Referência do artigo

Um relatório abrangente que analisa os resultados da 8ª Assembleia Geral do Congresso Mundial Uyghur, a nova liderança sob a presidência de Turghunjan Alawudun, graduado por Al-Azhar, e a escalada da repressão transnacional em 2026.

  • Um relatório abrangente que analisa os resultados da 8ª Assembleia Geral do Congresso Mundial Uyghur, a nova liderança sob a presidência de Turghunjan Alawudun, graduado por Al-Azhar, e a escalada da repressão transnacional em 2026.
Categoria
Patrimônio da Resistência
Autor
Julian Bishop (@julianbishop)
Publicado
24 de fevereiro de 2026 às 23:53
Atualizado
2 de maio de 2026 às 13:37
Acesso
Artigo público

Introdução: A questão Uyghur como parte integrante do corpo da Nação

Diante da escalada dos desafios geopolíticos que o mundo islâmico enfrenta, a questão do povo Uyghur no Turquestão Oriental surge como uma das feridas mais profundas no corpo da Nação (o corpo único). O **Congresso Mundial Uyghur (WUC)**, com sede em Munique, é a organização internacional mais proeminente que assume a responsabilidade de defender os direitos deste povo muçulmano, buscando restaurar sua identidade religiosa e cultural roubada sob o peso das políticas de repressão sistemática praticadas pelas autoridades chinesas [Source](https://www.uyghurcongress.org). Ao chegarmos em 2026, o Congresso entra em uma fase crucial de sua luta, armado com uma nova liderança e movimentos jurídicos internacionais sem precedentes para enfrentar o genocídio cultural e religioso.
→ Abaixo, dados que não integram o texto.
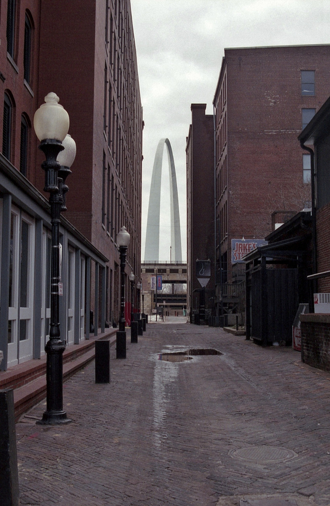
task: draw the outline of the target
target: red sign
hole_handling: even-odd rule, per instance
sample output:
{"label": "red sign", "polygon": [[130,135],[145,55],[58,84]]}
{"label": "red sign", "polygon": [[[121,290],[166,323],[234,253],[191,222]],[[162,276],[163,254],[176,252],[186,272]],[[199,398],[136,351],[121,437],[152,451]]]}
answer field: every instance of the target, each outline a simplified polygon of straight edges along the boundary
{"label": "red sign", "polygon": [[258,246],[264,246],[267,241],[263,239],[232,239],[231,263],[243,262],[244,255],[255,249]]}
{"label": "red sign", "polygon": [[300,327],[292,327],[292,344],[294,350],[301,351],[301,334]]}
A 8ª Assembleia Geral em Sarajevo: O simbolismo do local e os desafios da repressão

A capital da Bósnia, Sarajevo, sediou, entre 24 e 27 de outubro de 2024, a 8ª Assembleia Geral do Congresso Mundial Uyghur, um marco histórico carregado de significados profundos [Source](https://www.uyghurcongress.org/en/press-release-uyghur-delegates-elect-new-wuc-leadership-at-8th-general-assembly/). A escolha de Sarajevo, cidade que testemunhou as tragédias do genocídio nos anos 90, serviu para conectar o sofrimento dos muçulmanos nos Bálcãs com o sofrimento dos Uyghurs hoje, sob o lema "Do Genocídio Bósnio ao Genocídio Uyghur: Lições Aprendidas" [Source](https://bitterwinter.org/the-world-uyghur-congress-after-sarajevo-where-do-they-go-from-here/).
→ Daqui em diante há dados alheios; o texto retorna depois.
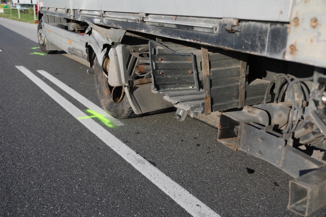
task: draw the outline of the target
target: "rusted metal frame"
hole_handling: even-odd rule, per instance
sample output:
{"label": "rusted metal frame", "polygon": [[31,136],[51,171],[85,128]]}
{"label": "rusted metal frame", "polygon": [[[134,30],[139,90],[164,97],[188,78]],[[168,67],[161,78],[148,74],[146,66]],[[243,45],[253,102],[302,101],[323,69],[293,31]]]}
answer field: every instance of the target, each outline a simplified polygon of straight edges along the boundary
{"label": "rusted metal frame", "polygon": [[[247,59],[248,55],[247,54],[241,54],[240,60],[240,77],[239,82],[239,106],[242,107],[246,105],[246,82],[247,72]],[[248,68],[249,69],[249,68]]]}
{"label": "rusted metal frame", "polygon": [[129,81],[129,86],[134,87],[136,85],[142,84],[147,83],[151,83],[151,78],[142,78],[137,80],[131,80]]}
{"label": "rusted metal frame", "polygon": [[212,104],[208,48],[207,46],[202,46],[201,51],[203,60],[203,74],[204,74],[203,83],[204,91],[205,93],[205,114],[209,115],[212,112]]}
Apesar da enorme pressão exercida pela embaixada chinesa em Sarajevo para cancelar o evento, incluindo ameaças de incidentes orquestrados e invasão de contas de e-mail dos organizadores, o Congresso conseguiu reunir 176 delegados de 27 países [Source](https://www.rferl.org/a/world-uyghur-congress-sarajevo-conference-chinese-threats/33172183.html). Os participantes enfatizaram que a resiliência deste congresso no coração de uma cidade muçulmana europeia é uma mensagem clara de desafio às políticas de Pequim, que tentam isolar a causa de seu contexto islâmico e internacional [Source](https://www.uyghurcongress.org/en/press-release-world-uyghur-congress-faces-increase-of-threats-and-harassment/).
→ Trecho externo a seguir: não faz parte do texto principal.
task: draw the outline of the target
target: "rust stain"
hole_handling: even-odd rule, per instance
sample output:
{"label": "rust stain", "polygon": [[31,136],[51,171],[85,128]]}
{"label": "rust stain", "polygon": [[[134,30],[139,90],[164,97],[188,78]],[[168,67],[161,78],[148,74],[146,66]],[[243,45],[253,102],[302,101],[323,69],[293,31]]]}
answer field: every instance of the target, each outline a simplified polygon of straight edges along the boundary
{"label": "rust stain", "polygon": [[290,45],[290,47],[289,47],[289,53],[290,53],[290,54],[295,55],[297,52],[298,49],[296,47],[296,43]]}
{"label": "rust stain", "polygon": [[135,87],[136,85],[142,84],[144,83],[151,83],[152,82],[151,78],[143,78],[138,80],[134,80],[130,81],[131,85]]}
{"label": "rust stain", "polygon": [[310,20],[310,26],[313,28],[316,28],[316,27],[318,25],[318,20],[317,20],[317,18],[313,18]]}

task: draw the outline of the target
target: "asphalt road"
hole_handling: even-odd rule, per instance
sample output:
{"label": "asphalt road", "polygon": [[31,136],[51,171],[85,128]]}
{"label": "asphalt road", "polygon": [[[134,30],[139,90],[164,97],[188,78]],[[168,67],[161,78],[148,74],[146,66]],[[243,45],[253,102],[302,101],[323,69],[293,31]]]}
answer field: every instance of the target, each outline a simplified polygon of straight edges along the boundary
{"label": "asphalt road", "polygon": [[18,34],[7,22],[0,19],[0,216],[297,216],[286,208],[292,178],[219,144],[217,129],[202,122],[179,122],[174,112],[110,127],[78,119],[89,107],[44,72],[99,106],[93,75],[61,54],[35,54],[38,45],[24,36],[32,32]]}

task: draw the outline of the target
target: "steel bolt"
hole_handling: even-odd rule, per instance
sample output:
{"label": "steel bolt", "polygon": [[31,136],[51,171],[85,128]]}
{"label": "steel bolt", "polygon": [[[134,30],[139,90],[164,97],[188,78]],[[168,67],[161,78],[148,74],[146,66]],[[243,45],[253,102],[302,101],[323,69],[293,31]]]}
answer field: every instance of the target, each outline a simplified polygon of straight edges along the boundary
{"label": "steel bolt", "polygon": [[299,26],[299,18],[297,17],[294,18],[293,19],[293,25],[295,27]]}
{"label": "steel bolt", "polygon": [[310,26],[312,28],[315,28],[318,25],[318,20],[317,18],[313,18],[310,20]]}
A Nova Liderança: Turghunjan Alawudun e o legado de Al-Azhar Al-Sharif

As eleições da Assembleia Geral resultaram na escolha de **Turghunjan Alawudun** como o novo presidente do Congresso Mundial Uyghur, sucedendo Dolkun Isa [Source](https://uyghurtimes.com/who-is-turghunjan-alawudun-uyghur-times/). A eleição de Alawudun possui uma importância especial sob a perspectiva islâmica, por ele ser um graduado da **Universidade de Al-Azhar Al-Sharif** no Cairo, o que reforça a legitimidade da liderança Uyghur nos círculos do mundo islâmico e vincula sua luta aos valores e à ética islâmica autêntica [Source](https://www.uyghurcongress.org/en/mr-turgunjan-alawdun-germany/).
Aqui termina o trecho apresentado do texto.